Jay is a wanted man, as he’s been a thief for the last few years. He travels around the solar system avoiding capture, but he’s content to stay put for the next few weeks and flirt with the cute waiter at the diner. Bryce has been flirting back and Jay is certain it won’t be long until he can truly make his move, but then Bryce will barely speak to him and Jay is determined to get the man’s attention once again.

Jay visits Bryce every chance he can get, but then the diner explodes and he and Bryce must escape kidnappers. Then, while making an escape on his ship, Jay doesn’t expect to be taken in by a spy agency, nor he does he expect the real reason Bryce stopped giving him attention. Jay is about to revisit his past so he can move forward with a future.

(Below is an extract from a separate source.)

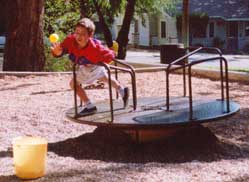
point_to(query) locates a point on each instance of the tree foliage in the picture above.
(61, 16)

The beginning of Return to Duty seemed to set up an interesting story of galactic space travel and a thief named Jay. He’s a wanted man and he’s laying low on one of the moons and enjoying a flirtation with a waiter named Bryce. Bryce intrigues Jay from the start and he really wants to get to know the man better. But not everything is at seems.

The book then took a sharp turn for me and there were many things I found to be unclear. There is no world building in this book. We know that Jay is in space and names of fictious planets and moons are mentioned as if the names were common knowledge. Different groups of people are also introduced in the same manner and that also wasn’t clear. I really didn’t know if these people were supposed to be considered human or aliens or how this society even worked. Jay and Bryce then witness a kidnapping and they know the man that is kidnapped, and they are supposed to be afraid of the kidnapped man and his family, and of the kidnappers as well, but it really wasn’t clear why.

Jay and Bryce are then in the middle of a mission to save the kidnapped man. We learn about Jay and about Bryce and a deal is struck while the men are battling the attraction we are told they have to each other. The attraction was more evident in the beginning before they got together, but there wasn’t much of a spark to be felt between them as the story progressed.

The mission then seemed oversimplified as the men take down the kidnappers and figure out a relationship between the two of them, while dissecting Jay’s past traumas. This is a shorter novel and the sci-fi world was not built out here enough for me, the mission was too basic, and the relationship lacked chemistry. This is not a sci-fi book that I can easily recommend.